Partition of the Indian Subcontinent: Planning and Implementation
An academic work. (PhD Thesis) Abstract from the author: India’s Partition was an event of momentous significance for the three major communities, the Hindus, Muslims and the Sikhs who were at the time residing in the subcontinent. It was an equally important phenomenon for the British who were to withdraw their rule and thereby signify an imperial retreat from India. Independence was announced on the 15th of August 1947 after which the two sovereign States of India and Pakistan emerged on the map of the world. The Muslims of the subcontinent had gained a separate homeland and the struggle for freedom by the Indians in general had reached fruition.
Partition as a landmark and a milestone was achieved. The manner it actually came about and the numerous stages that its making and implementation went through, is mainly the subject of this study. Lord Mountbatten’s role in the capacity of the last Viceroy of United India gets the major part of attention as he was not only the Crown representative in India, but also the man on the ground taking major decisions. His relationship with other political leaders and his handling of the situation was crucial in the communally tense and volatile Indian situation.
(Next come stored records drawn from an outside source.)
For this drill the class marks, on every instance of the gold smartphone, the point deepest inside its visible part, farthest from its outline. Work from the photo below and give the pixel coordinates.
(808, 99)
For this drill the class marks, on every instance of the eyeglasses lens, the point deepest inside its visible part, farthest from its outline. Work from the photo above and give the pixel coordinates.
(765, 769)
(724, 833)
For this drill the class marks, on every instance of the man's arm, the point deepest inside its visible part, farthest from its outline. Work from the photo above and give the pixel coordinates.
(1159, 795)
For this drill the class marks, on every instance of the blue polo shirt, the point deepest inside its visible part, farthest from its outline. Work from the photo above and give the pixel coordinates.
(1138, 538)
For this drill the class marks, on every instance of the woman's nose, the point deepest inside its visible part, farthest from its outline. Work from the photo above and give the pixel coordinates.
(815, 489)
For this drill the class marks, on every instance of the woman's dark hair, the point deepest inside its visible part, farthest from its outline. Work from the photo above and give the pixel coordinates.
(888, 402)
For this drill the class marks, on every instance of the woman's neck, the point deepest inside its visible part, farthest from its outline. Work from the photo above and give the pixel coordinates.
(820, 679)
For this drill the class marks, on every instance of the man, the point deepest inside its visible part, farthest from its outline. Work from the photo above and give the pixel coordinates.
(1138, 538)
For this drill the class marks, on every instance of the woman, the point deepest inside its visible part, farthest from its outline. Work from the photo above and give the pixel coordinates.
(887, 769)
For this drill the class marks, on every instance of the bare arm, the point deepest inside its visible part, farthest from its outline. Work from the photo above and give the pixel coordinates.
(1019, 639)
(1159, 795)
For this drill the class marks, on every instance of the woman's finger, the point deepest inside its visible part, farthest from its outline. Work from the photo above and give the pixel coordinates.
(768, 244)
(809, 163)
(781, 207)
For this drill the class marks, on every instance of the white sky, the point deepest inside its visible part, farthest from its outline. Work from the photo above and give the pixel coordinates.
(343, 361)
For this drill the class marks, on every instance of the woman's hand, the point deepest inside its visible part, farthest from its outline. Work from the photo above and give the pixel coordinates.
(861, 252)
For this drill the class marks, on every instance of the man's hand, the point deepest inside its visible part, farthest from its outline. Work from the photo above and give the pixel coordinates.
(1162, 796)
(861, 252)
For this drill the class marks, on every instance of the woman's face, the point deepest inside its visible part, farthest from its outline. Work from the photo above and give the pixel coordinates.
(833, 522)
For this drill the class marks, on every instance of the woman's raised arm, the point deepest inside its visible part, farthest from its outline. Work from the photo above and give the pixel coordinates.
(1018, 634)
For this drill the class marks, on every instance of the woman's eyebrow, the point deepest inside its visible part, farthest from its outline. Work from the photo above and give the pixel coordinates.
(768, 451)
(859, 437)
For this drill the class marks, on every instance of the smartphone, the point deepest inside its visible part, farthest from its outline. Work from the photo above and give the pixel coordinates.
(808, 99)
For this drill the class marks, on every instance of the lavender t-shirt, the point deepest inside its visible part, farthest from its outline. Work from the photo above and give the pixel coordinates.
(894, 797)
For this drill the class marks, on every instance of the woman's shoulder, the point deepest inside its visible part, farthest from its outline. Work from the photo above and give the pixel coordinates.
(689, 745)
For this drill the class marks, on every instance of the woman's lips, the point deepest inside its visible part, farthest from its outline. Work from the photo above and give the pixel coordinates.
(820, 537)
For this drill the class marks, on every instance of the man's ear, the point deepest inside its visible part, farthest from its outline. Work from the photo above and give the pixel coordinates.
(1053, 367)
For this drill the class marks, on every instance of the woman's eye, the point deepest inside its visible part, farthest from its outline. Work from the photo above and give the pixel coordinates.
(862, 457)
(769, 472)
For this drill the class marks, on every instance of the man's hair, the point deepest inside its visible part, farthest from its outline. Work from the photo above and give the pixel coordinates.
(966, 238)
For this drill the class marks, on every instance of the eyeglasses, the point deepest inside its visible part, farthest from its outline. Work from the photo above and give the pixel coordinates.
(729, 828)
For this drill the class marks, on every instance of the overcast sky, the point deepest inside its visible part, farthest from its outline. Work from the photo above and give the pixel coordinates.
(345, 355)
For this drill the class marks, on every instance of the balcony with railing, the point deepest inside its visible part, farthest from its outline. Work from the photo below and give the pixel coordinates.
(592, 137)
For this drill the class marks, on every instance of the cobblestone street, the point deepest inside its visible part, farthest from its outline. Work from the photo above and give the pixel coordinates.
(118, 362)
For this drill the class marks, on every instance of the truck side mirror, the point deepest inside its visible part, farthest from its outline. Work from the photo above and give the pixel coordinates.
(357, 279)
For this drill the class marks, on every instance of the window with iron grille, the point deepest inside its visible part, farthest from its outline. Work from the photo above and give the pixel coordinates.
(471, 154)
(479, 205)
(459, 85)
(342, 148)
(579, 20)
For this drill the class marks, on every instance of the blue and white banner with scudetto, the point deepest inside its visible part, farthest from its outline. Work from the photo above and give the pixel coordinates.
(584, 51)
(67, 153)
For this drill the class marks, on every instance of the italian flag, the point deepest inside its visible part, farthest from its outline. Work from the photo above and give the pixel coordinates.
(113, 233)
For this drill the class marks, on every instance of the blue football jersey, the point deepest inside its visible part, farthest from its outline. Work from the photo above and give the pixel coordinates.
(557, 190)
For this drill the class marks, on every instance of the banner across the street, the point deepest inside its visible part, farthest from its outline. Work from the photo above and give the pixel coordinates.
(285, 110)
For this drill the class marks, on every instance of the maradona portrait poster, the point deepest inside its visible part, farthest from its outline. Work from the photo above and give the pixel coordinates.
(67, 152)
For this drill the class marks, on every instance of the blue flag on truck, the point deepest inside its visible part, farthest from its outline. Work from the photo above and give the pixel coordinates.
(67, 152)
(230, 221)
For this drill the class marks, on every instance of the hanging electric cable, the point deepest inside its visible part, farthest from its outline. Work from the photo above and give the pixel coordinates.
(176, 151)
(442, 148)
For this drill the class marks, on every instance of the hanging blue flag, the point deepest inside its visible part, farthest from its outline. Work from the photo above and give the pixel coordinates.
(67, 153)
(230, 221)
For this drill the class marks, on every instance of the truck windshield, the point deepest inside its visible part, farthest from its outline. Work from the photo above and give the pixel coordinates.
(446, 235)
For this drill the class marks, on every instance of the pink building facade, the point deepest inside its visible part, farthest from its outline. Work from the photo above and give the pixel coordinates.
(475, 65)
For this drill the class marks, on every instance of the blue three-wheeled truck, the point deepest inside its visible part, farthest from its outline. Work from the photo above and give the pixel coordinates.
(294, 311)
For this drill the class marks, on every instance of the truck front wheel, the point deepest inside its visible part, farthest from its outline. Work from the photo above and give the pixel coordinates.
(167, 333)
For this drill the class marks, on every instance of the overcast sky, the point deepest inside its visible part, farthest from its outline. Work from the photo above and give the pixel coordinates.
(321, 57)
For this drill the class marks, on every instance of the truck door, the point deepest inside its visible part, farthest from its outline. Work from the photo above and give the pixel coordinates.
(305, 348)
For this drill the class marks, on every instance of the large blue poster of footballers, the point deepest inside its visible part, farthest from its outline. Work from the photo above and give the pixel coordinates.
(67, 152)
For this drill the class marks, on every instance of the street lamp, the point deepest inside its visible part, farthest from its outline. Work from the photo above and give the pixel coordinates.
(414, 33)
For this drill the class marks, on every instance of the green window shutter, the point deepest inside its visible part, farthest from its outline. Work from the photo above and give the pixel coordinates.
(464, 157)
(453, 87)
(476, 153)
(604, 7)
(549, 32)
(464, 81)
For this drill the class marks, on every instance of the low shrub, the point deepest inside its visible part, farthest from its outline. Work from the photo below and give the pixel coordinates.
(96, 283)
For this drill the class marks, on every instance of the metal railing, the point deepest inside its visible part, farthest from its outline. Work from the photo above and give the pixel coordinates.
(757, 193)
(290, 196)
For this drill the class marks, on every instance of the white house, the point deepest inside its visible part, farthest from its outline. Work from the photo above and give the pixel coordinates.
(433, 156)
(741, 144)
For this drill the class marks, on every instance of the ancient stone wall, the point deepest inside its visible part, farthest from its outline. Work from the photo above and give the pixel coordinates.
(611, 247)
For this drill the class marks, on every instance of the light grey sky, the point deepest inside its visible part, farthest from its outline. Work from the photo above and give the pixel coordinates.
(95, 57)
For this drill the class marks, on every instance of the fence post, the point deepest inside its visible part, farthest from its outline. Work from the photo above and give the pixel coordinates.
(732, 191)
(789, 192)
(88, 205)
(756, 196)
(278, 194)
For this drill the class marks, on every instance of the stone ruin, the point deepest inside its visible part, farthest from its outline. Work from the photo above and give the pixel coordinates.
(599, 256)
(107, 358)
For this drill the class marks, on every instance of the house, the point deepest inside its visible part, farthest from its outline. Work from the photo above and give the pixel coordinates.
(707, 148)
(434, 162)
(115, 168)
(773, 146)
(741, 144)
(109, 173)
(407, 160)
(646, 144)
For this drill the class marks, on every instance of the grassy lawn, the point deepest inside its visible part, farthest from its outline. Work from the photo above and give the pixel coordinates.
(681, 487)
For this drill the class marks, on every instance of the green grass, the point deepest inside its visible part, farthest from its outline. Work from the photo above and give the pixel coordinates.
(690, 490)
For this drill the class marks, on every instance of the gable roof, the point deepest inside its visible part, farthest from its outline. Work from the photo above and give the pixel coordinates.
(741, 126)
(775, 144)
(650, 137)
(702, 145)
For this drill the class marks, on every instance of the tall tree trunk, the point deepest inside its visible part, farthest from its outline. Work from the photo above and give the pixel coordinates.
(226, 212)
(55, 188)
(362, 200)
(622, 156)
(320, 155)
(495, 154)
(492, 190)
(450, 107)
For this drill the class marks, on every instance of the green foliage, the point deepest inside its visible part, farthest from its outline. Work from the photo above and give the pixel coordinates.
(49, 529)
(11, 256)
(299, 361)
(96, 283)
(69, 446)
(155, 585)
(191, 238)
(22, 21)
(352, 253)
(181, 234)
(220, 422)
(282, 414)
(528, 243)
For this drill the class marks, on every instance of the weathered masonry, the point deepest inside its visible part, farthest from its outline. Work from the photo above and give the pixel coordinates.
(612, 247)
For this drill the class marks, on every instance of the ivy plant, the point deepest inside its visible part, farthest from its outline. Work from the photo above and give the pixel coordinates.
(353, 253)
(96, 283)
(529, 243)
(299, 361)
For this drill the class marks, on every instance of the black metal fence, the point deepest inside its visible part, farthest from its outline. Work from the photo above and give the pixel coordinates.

The planning for partition and more so its implementation required a meticulous and impartial approach. It was a highly sensitive matter where communities were turning into nationalities and an imperial power was foregoing its control of almost a century. The decisions regarding schedules and time frame, division of assets, handling of Princely States, the issue of Governor-Generalship and choice of personalities to manage the various departments had to be taken carefully. It was a British responsibility, India still being a subject state. The task, however, was not delivered in the spirit of an unbiased arbitral approach with much left to be desired. The result was a hasty and flawed partition and its repercussions so strong that they still hang visibly on the region’s horizon, determining and defining the nature and character of the relationship between the
two major of States of South Asia, India and Pakistan.